Somehow there is not much joy in finally being proven right.
When I was a paper boy (sometime back in the late 60s, early 70s), Sydney had two afternoon newspapers each producing several editions. The most important edition on Saturdays was the one that had the details of the 'last race'.
People waited for those newspapers, and those editions, their daily lives were marked by them.
I had a little book of the regulars, people who got the same paper everyday - and you were deeply unpopular if you were late or 'forgot'.
The Daily Mirror was full of page 3 bikini girls and tales about the markers of degradation and civilisation-destroying events like the release of Easy Rider (it sounded very interesting to this teenager). The Sun, the fairfax rival, was more sombre and serious. As a paper boy you got to know that some people were Mirror readers and some were Sun readers, and a few good customers even bought both.
And so like many of us in the older demographic, I loved newspapers. In Canberra, we got most of them every morning (AFR, Tele, SMH, Age, Australian, CT). We were well-informed and across things.
But then the Internet - and the excitement of reading the NY Times and London Times and Washington Post online as they hit the streets in their home cities. I first got online in 1996, you could see the power and potential of the Internet from the first 'web-surfing' session.
Now there is so much to read that it is pointless to get (nearly) everything - there's not enough time. The ambition to be across everything happening has been made absurd.
I now read free stuff from around the english speaking world.
I subscribe to a couple of magazine online (Harpers, NY Review of Books, Le Monde monthly) and read them on my tablet. We still get the New Yorker the old way through the letter box, often it goes unopened because it is just easier and more fun to read the tablet version.
Occasionally, I buy a single issue of a newspaper to read on my tablet, but when I do it's usually the International Herald Tribune.
They give away the SMH at the gym, but I can't even be bothered picking it up anymore - just more stuff to go in the recycling bin.
I wouldn't go back to the old days - I'm not that nostalgic.
The choice today is just too wonderful.
But choice means I don't want 'editions' and 'subscriptions' much anymore - I just want articles.

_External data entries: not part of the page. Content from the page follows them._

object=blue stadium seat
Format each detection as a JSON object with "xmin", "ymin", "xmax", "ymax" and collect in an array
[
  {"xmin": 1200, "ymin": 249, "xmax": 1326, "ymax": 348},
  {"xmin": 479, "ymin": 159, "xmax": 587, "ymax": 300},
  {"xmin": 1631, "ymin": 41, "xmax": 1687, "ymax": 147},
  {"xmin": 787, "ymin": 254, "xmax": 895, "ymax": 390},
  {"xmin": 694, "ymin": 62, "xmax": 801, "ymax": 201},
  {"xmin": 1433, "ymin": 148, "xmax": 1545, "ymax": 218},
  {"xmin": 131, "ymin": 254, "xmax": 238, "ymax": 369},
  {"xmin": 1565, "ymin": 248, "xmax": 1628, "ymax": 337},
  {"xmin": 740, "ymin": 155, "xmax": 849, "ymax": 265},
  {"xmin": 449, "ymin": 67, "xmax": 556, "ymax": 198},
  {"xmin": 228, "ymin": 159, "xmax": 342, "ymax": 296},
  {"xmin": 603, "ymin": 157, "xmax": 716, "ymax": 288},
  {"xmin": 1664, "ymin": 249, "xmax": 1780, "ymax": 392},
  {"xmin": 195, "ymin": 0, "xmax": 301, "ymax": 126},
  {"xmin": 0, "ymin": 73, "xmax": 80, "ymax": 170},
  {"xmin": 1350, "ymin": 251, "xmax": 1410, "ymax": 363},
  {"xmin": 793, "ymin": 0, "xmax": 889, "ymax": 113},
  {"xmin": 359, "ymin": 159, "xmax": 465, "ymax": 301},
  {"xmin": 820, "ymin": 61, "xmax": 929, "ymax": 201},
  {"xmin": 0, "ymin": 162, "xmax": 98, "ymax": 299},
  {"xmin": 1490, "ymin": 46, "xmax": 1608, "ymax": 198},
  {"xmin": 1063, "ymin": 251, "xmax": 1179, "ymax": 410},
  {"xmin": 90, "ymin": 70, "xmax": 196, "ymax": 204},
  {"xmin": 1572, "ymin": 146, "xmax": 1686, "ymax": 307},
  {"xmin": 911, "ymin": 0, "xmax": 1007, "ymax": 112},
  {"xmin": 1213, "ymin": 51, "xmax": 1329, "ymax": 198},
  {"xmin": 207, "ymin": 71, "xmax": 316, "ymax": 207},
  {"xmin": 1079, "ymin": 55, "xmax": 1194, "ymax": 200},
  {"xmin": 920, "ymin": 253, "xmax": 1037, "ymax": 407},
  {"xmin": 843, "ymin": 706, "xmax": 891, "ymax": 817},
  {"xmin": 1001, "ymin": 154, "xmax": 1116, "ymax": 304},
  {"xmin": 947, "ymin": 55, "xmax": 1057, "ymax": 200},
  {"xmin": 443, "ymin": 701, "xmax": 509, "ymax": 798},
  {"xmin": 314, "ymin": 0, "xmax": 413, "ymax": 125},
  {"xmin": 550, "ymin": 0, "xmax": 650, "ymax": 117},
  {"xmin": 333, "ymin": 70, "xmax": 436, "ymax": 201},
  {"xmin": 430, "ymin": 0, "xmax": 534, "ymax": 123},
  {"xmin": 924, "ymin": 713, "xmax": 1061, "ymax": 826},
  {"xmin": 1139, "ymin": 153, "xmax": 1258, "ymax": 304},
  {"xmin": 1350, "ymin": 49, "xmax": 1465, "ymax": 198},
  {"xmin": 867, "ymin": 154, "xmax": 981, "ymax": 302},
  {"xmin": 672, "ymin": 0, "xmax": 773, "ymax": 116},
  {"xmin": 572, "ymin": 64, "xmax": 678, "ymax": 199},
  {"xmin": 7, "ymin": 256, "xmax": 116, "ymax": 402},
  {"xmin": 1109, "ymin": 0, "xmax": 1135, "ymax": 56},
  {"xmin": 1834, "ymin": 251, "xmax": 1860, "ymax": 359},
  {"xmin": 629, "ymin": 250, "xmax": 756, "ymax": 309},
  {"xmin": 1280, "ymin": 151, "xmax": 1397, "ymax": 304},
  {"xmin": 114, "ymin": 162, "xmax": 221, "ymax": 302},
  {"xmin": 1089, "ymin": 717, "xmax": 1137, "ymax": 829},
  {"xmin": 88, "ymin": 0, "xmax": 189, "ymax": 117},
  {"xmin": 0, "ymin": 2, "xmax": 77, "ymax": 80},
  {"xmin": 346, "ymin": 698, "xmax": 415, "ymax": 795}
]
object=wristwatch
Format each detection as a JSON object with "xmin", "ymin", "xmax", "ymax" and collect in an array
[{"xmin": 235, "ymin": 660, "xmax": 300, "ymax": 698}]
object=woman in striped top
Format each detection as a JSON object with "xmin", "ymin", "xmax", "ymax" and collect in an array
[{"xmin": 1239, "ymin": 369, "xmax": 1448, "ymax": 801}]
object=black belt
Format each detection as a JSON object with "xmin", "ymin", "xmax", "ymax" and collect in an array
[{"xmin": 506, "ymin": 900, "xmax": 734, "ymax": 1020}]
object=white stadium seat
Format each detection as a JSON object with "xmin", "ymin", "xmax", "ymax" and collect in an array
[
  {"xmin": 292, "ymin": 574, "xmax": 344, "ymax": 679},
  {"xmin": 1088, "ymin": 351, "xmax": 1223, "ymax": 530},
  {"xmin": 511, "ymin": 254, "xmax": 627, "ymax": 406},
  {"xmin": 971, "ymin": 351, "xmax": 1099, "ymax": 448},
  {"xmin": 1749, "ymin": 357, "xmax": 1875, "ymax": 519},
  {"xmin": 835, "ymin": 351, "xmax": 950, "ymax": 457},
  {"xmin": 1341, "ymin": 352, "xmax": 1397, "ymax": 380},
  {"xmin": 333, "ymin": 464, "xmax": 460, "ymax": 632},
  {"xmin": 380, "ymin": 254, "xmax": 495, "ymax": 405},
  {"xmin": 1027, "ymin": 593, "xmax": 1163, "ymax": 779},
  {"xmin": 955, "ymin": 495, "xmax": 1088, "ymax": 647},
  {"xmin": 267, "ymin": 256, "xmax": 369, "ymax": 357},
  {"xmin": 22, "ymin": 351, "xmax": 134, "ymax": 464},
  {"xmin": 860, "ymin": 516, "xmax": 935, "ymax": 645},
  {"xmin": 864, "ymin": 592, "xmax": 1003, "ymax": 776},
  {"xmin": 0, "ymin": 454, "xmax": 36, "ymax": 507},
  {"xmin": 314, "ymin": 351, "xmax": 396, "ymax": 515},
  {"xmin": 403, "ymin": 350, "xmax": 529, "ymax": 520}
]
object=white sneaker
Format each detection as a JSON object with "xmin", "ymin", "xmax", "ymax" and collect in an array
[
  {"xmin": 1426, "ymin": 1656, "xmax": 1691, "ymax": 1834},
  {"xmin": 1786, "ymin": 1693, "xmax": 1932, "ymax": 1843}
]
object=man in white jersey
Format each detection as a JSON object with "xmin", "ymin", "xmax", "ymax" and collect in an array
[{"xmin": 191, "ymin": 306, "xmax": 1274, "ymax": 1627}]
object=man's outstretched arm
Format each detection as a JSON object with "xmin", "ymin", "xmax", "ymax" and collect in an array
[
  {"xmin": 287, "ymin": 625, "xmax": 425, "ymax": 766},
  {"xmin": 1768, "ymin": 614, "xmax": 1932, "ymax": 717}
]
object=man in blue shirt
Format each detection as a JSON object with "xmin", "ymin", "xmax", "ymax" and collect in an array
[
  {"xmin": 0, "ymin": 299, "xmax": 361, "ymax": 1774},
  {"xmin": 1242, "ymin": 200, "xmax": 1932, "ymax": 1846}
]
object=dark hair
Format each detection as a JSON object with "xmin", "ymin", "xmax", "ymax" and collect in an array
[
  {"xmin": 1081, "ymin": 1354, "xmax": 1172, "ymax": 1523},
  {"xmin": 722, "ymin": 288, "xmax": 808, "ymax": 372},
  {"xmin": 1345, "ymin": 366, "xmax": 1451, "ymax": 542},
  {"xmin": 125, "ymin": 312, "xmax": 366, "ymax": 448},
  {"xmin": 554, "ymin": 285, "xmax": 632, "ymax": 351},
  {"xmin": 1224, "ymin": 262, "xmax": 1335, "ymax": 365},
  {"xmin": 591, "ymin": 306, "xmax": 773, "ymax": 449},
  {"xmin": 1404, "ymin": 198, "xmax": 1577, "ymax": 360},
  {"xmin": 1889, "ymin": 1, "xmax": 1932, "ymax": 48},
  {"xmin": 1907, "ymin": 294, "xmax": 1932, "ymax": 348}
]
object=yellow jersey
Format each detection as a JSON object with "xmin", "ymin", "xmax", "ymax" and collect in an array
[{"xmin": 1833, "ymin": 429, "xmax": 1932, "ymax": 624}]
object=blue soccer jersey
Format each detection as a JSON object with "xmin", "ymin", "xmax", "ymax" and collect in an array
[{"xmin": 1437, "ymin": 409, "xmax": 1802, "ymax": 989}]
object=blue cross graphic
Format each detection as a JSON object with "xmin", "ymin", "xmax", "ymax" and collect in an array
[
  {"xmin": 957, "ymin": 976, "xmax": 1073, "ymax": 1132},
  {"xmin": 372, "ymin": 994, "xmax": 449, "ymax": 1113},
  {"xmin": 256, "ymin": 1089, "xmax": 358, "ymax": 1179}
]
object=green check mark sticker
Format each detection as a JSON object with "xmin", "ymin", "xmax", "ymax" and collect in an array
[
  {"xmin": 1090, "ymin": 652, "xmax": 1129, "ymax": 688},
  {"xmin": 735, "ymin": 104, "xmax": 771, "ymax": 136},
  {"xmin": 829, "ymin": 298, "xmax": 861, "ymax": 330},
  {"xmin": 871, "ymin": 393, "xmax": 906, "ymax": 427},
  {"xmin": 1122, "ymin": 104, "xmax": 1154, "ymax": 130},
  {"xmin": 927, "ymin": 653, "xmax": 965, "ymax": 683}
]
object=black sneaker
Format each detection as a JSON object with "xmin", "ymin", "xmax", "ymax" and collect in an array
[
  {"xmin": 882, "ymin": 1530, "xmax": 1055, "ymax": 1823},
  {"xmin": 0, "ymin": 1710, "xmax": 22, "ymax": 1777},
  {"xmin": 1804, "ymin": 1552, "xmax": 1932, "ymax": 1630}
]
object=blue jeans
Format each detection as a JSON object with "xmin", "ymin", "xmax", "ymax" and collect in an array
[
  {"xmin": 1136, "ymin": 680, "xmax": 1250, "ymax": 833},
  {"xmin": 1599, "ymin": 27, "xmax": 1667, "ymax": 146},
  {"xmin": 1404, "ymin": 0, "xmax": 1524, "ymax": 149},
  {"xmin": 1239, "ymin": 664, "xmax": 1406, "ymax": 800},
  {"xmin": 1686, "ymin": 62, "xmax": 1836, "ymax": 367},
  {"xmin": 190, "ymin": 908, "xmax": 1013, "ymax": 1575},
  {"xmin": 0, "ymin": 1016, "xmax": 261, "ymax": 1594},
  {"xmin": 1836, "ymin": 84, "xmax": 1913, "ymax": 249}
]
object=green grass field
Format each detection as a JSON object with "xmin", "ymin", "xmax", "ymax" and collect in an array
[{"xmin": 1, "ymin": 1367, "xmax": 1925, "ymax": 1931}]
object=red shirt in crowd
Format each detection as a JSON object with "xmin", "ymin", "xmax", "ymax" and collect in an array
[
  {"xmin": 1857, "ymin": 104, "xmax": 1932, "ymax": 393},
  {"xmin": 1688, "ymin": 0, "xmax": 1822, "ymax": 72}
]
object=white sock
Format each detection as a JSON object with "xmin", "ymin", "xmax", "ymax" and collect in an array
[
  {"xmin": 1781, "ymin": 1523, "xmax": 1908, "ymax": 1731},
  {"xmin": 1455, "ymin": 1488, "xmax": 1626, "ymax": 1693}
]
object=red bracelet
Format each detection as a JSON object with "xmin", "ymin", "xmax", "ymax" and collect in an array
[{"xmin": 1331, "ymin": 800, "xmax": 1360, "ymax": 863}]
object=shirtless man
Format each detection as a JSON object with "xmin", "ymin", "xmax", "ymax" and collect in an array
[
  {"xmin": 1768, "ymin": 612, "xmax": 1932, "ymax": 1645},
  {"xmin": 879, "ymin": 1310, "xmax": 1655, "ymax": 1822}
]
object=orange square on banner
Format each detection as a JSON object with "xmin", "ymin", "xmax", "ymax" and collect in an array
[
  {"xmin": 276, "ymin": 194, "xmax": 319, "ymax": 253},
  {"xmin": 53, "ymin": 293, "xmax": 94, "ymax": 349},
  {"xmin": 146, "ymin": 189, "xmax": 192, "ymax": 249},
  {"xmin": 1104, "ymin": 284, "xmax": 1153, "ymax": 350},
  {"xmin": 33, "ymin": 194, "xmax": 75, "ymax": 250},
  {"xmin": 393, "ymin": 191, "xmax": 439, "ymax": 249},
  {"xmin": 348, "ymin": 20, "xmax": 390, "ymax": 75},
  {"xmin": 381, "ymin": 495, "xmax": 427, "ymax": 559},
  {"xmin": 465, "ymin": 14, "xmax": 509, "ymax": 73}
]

I use aggregators and twitter pointers to find those articles, as well as a few favourite bloggers who provide a similiar service.
How does journalism survive in a disaggregated world saturated by consumer choice?
I don't think anyone knows, we're still in the early days of the Internet and the digital revolution.
There'll be a lot more creative destruction before this technology reaches maturity.
One thing I do remember from the days I read Alfred Sloan is that old companies have a poor track record making the jump to a new technology. Qantas didn't start life as a railway company.
I'm not sure that Fairfax will make a successful jump, and that's sad.
But as Karl Marx observed the great thing about capitalism is that it destroys the past and that's good because you can't get to the future by sticking with the past.
It's sad for the people on the sharp end of this Fairfax moment, but it's inevitable and that train has been coming down the tunnel for a long time now.